The tribunal’s legal counsel verified case details using government documents and legal papers. They had to ask necessary but disconcerting questions to establish the facts.

Expert evidence

These testimonies correlate with evidence collected by social anthropologists on China’s camp system. They are familiar to researchers of Uyghur and Kazakh claims of settler-colonialism and genocide.

China symbolically sanctioned several academics and vocal politicians ahead of the tribunal’s first hearing. Nevertheless, the UK’s leading experts on the region (and myself) presented a co-authored report to the tribunal, entitled State Violence in Xinjiang.

Our findings show that since 2017, the Chinese state has implemented planned, systematic, and co-ordinated practices of forced labour, child-separation, coercive birth controls, sexual violence, and repression of religion and culture. Together, these practices prevent intergenerational transmission of Uyghur identities. The key findings correspond with those of NGOs, international thinktanks, and legal bodies.

A demolished mosque in the Old Town of Kashgar in Xinjiang.
A demolished mosque in the Old Town of Kashgar in Xinjiang. ERIC LAFFORGUE / Alamy Stock Photo

Chinese president Xi Jinping’s assimilation policies of “fusion” and “Sinicisation” are intended to solve what the party-state terms China’s “ethnic problem”. They have interned over one million Turkic-speaking Muslims in “re-education” camps, where they experience forced labour and sexual violence and children are separated from their parents. Outside the camps, Uyghurs live under hi-tech surveillance and endure psychological trauma.

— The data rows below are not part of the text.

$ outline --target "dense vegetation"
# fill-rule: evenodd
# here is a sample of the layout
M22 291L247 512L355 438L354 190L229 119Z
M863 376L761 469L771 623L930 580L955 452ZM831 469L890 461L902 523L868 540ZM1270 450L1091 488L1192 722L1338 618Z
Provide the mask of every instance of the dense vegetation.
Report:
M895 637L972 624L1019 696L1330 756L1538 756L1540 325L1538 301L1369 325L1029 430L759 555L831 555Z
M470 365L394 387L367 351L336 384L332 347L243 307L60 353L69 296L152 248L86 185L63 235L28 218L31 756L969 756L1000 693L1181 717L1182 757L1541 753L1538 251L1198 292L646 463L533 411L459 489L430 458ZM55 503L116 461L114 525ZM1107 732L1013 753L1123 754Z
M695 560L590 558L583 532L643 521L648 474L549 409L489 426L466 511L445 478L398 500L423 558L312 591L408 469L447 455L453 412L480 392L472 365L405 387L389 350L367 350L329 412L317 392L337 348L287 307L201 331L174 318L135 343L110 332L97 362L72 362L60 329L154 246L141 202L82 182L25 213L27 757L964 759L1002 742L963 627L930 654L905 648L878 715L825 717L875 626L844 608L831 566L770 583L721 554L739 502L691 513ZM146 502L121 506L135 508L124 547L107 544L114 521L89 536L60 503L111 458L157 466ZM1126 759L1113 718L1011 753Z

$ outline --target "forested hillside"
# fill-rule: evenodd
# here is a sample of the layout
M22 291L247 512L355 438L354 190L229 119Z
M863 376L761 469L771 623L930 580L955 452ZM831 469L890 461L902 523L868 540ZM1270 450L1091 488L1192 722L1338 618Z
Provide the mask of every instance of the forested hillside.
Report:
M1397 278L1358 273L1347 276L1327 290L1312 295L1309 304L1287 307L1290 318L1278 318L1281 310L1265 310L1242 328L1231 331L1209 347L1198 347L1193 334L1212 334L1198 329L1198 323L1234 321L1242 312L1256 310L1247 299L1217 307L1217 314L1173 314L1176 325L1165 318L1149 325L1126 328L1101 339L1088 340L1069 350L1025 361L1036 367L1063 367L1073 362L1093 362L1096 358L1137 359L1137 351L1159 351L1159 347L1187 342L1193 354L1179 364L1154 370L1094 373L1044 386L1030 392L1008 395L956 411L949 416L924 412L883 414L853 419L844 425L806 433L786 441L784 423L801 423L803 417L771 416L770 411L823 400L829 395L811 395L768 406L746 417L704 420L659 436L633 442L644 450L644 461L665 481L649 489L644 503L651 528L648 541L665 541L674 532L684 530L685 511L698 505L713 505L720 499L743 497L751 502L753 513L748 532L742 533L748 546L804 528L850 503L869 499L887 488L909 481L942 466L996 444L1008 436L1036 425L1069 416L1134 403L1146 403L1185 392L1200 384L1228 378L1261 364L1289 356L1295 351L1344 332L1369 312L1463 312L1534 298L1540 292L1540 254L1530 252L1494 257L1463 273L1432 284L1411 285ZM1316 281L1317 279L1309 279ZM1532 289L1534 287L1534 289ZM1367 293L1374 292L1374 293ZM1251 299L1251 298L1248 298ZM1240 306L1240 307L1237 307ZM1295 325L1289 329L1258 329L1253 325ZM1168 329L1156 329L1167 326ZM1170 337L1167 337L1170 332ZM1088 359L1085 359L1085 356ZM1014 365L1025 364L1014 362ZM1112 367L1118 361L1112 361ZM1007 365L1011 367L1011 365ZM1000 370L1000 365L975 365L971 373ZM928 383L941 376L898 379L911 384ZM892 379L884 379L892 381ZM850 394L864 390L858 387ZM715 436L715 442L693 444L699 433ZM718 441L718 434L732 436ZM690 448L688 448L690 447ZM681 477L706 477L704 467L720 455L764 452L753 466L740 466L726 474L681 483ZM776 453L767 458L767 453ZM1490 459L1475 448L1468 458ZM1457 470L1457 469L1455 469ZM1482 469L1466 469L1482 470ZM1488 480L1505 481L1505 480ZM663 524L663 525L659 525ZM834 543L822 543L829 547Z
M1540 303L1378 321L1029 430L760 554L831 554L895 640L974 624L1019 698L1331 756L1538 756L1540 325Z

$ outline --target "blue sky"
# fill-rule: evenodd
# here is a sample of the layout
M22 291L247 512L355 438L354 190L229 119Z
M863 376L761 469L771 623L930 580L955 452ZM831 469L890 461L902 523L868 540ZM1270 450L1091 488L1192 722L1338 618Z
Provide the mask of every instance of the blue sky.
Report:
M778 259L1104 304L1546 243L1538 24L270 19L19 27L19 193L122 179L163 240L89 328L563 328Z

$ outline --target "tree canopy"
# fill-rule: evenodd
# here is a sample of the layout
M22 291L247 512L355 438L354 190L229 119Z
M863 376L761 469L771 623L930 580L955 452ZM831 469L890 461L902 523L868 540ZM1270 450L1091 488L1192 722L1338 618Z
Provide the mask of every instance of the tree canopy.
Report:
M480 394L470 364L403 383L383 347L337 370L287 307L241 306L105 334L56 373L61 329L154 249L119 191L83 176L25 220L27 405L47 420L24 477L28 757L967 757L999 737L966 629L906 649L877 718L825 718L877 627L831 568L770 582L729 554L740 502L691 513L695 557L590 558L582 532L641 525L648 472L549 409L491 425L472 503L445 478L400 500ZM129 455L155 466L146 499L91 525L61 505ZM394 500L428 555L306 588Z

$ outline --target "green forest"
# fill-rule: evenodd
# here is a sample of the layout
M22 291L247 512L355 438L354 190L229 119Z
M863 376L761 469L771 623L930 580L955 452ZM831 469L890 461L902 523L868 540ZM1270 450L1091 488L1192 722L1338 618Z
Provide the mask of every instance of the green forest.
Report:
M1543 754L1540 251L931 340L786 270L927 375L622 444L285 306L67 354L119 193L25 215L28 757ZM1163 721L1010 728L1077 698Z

Social anthropologists and political scientists have analysed how Uyghur history narratives are prosecuted by the Chinese state as terrorism. Their research has shown how Uyghur language was gradually removed from public life and religion had to be practised in private. Uyghur speech has been conflated with armed resistance and Uyghur identities treated as security threats. Scholars concluded these policies created mass discontent and exacerbated cycles of Han-Uyghur violence.

Genocidal processes

To date, there has been limited open debate on how the genocide term applies to Uyghur experiences. The human rights scholar Rafael Lemkin originally defined genocide in 1944 as “a coordinated plan of different actions aiming at the destruction of essential foundations of the life of national groups, with the aim of annihilating the groups themselves”.

In international law today, genocide does not refer to the complete elimination of a group. Genocide theorists tend to define genocide as planned social destruction, not physical annihilation.

As Nice made duly clear in the tribunal’s detailed judgement of crimes against humanity and genocide, the latter ruling was in respect of the UN Genocide Convention article 2D “imposing measures to prevent births within the group”. He noted that genocide in law remains broader than its misconception as mass killings.

Research interviews in Xinjiang are conducted anonymously to protect people’s safety. But since the emergence of the internment camps, Uyghurs have increasingly spoken publicly in desperation and in hope of seeing family. As Nyrola Elimä explained to me in an interview: “While the world debates a word, we are dying”.

In his verdict, Nice reminded observers that universal rights are matched by personal duties. “It can never be right to look away,” he said. The judgement will vindicate Uyghurs’ and Kazakhs’ long-term experiences of state violence.

In response, a UN spokesperson noted “similarly identified patterns” and that the tribunal has “brought to light more information that is deeply disturbing”. The question now is, who will act?